States should discard law-school attendance requirements and only require lawyers who wish to practice in court to (1) demonstrate that they have no record of crime, ethics violations, or cheating, and (2) pass the state’s own bar exam, or the Multistate Bar Exam.  (People who handle in-house legal tasks, especially at insurance companies and other legally-sophisticated entities, should not have to pass any bar exam at all.  Most such people handle only a limited variety of legal tasks, not the entire field of law tested by the bar exam.  They can easily be trained by their employer to handle those tasks.  Their employer knows better than the courts or the bar what knowledge they need to do their jobs.)

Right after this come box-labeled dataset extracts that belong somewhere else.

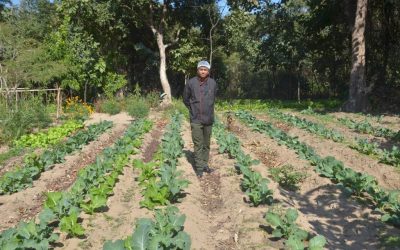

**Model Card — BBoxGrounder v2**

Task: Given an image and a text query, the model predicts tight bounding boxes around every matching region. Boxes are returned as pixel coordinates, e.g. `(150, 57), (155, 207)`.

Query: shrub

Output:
(126, 96), (150, 118)
(165, 99), (190, 120)
(100, 99), (121, 115)
(270, 165), (307, 191)
(64, 96), (94, 120)
(145, 91), (160, 108)
(0, 97), (52, 143)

Why require even lawyers who practice in court to pass a bar exam and show moral fitness, when many other occupations don’t have licensing requirements?  Because of the power they wield.  Those who bring lawsuits impose huge burdens and externalities on other people, like making time-consuming demands for documents or discovery, forcing attendance at depositions, and threatening people with ruinously large judgments. Lawsuits involve the unstated threat of coercion, such as having your property seized to pay for a judgment against you. Requiring some type of licensing for lawyers helps weed obviously crazy, incompetent, and abusive people out of the legal profession and keeps them from wreaking havoc on the innocent. Passing the bar exam doesn’t guarantee you’ll be a good lawyer, but given how easy it is to pass most bar exams, failure means you would probably make a bad one.

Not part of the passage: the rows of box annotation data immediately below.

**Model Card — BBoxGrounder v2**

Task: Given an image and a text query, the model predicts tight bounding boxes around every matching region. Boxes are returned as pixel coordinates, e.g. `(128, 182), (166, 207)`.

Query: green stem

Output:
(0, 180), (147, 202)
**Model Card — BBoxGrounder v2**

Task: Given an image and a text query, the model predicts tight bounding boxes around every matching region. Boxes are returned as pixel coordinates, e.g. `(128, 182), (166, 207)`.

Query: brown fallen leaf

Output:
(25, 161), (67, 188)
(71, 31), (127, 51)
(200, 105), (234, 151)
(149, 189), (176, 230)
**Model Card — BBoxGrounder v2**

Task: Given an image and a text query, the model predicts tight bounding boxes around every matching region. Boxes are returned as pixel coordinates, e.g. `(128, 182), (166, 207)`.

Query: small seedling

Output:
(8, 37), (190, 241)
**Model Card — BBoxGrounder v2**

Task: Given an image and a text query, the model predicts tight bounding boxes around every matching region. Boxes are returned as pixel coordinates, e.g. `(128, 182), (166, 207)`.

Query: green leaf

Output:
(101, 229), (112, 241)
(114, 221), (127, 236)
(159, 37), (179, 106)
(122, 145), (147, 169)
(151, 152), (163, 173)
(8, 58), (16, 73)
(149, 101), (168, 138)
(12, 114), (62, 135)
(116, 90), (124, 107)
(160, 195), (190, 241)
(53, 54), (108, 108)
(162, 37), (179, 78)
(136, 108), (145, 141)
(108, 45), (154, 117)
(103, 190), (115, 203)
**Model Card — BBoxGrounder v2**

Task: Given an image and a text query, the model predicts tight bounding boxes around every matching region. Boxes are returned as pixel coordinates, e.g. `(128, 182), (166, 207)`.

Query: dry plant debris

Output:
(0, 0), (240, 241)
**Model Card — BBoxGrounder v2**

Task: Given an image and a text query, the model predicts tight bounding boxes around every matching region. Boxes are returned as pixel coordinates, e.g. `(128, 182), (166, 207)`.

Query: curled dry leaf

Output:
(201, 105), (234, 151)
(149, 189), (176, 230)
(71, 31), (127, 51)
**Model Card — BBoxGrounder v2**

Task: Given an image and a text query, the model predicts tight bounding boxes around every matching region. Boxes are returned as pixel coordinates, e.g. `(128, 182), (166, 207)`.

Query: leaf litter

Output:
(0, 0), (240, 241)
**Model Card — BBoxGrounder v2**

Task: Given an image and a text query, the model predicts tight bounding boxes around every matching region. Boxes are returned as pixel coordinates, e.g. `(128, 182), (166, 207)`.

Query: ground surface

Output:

States also need to repeal barriers to people suing on their own in small-claims court – barriers that make it impossible for ordinary people to seek redress in some cases that aren’t big enough to justify hiring a lawyer, leaving cheated people with little redress when they are ripped off to the tune of $5,000 to $10,000. People can represent themselves in small-claims courts, which have simplified procedures, but in many states, such courts can hear only the tiniest legal claims, like those seeking less than $5,000. When Maryland’s legislature passed a bill to increase the maximum amount to $5,000 from a ridiculously-low $2,500, then-Governor Parris Glendening vetoed it, citing opposition from trial lawyers.  (Liberal politicians are indebted to trial lawyers, who would lose income if more people represented themselves in small-claims court rather than hiring a lawyer.  But lawyers’ fear  of lost business may be exaggerated, since if people can’t sue in small claims court, they may simply forego suing, rather than hire a lawyer, who can charge $5,000 just to draft a detailed complaint – more than a plaintiff might recover on a small claim.)

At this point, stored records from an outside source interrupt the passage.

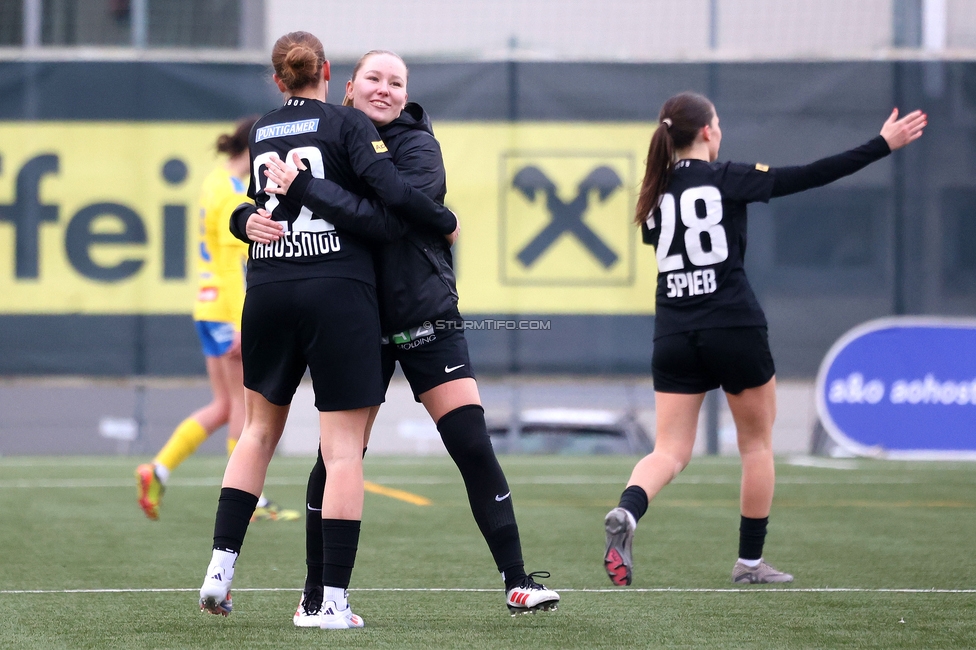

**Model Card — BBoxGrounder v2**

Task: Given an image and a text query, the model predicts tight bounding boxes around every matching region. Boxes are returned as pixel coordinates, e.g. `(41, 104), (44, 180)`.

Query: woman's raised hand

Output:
(264, 153), (307, 195)
(881, 108), (929, 151)
(244, 208), (285, 244)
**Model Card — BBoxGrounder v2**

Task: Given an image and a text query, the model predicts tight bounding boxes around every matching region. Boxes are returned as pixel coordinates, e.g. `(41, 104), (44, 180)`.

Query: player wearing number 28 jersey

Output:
(603, 93), (926, 585)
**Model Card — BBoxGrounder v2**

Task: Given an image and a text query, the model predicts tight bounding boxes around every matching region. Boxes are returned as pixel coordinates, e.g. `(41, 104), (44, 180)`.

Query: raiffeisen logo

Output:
(0, 122), (228, 315)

Unlike small-claims courts, which operate under fairly simple rules, the courts that hear larger cases have a bewildering array of court rules dealing with format and procedure that vary from state to state, and sometimes from county to county.  One court may insist that case filings be blue-backed on 14-inch paper, while another may forbid that. Only a practicing lawyer will be familiar with such details, and overlooking them can have ruinous consequences. For example, the Georgia Court of Appeals dismissed an appeal in a $2.7 million case because the appellant used Times New Roman typeface rather than Courier.